Jest decyzja w sprawie obostrzeń. Co z siłowniami?
Rząd długo debatował nad poluzowaniem obostrzeń. Po spotkaniu Rządowego Zespołu Zarządzania Kryzysowego podjęto decyzje o zdjęciu kolejnych ograniczeń. Do otwartych galerii handlowych dołączyły hotele, które od połowy lutego będą działać w ograniczony sposób (dotąd były niemal całkowicie zamknięte, z drobnymi i niemającymi dla branży znaczenia wyjątkami). Co jednak z inną bardzo dotkniętą przez drugi lockdown branżą? Czy właściciele siłowni, którzy protestują od tygodni i otwierają swoje kluby mimo obostrzeń, mogą liczyć na wznowienie działalności?

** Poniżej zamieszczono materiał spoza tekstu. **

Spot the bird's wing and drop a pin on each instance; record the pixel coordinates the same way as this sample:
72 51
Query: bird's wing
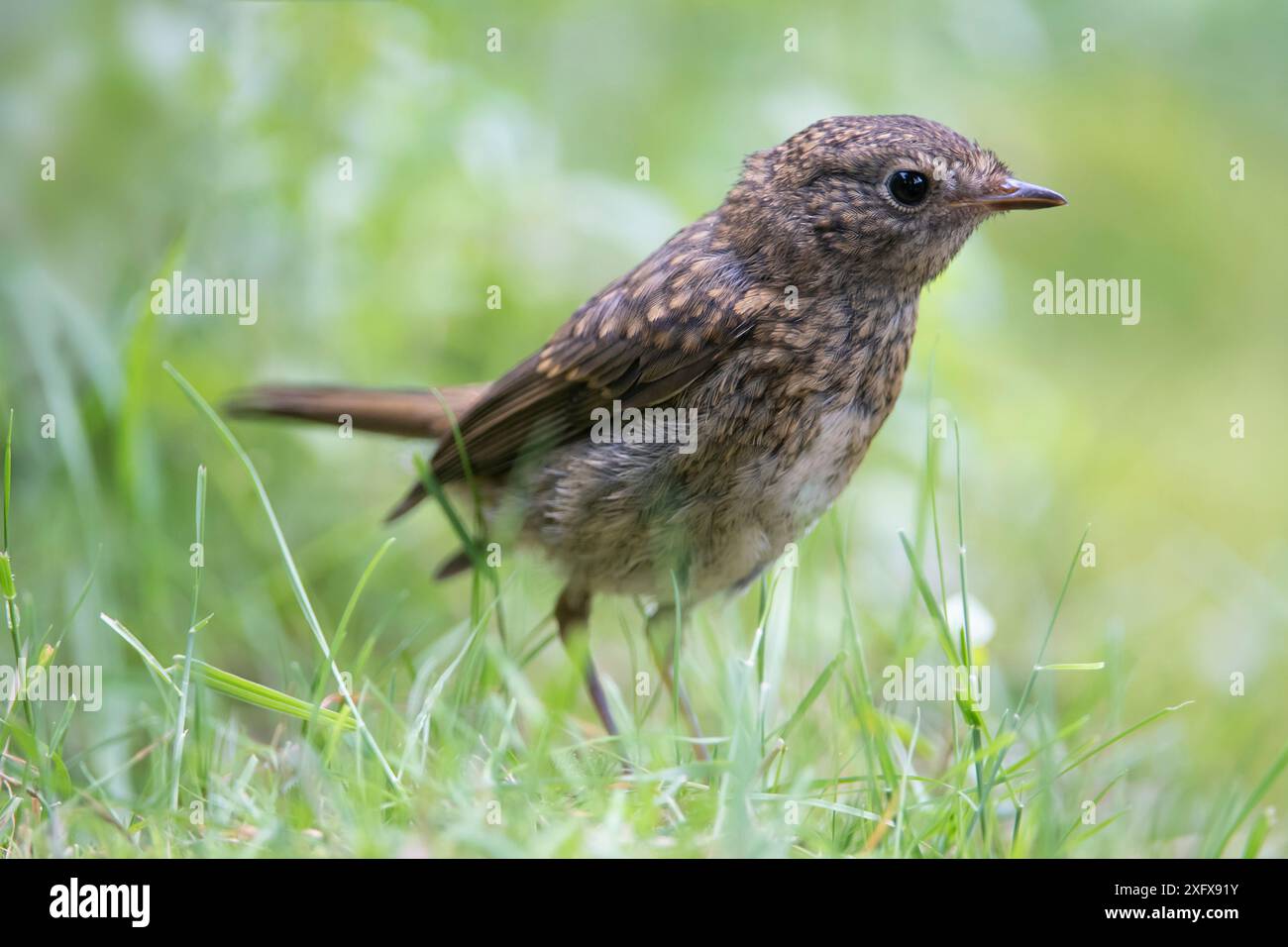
640 342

Siłownie i kluby fitness wciąż zamknięte
To nie jest dobry dzień dla właścicieli siłowni i klubów fitness. Sportowa branża ta nie została ujęta w grupie biznesów, które będą mogły już niebawem się otworzyć. Jak informuje rząd, nadal obowiązuje zakaz działalności siłowni. Obostrzenia zostały przedłużone kolejny raz, mimo sprzeciwu branży.
Kolejną branżą, która nie może otworzyć się jest branża gastronomiczna. Część restauratorów z początkiem roku postanowiła otwierać swoje lokalne nawet mimo panujących obostrzeń. Z informacji, które napływają z całej Polski, wynika, że przedsiębiorcy są bardzo często kontrolowani przez policję i sanepid, ale stosunkowo rzadko kończy się to ukaraniem. Z kolei siłownie działają, pisaliśmy o tym wielokrotnie, co najmniej połowa klubów otworzyła się wbrew decyzji rządu, jak wynika z danych Polskiej Federacji Fitness.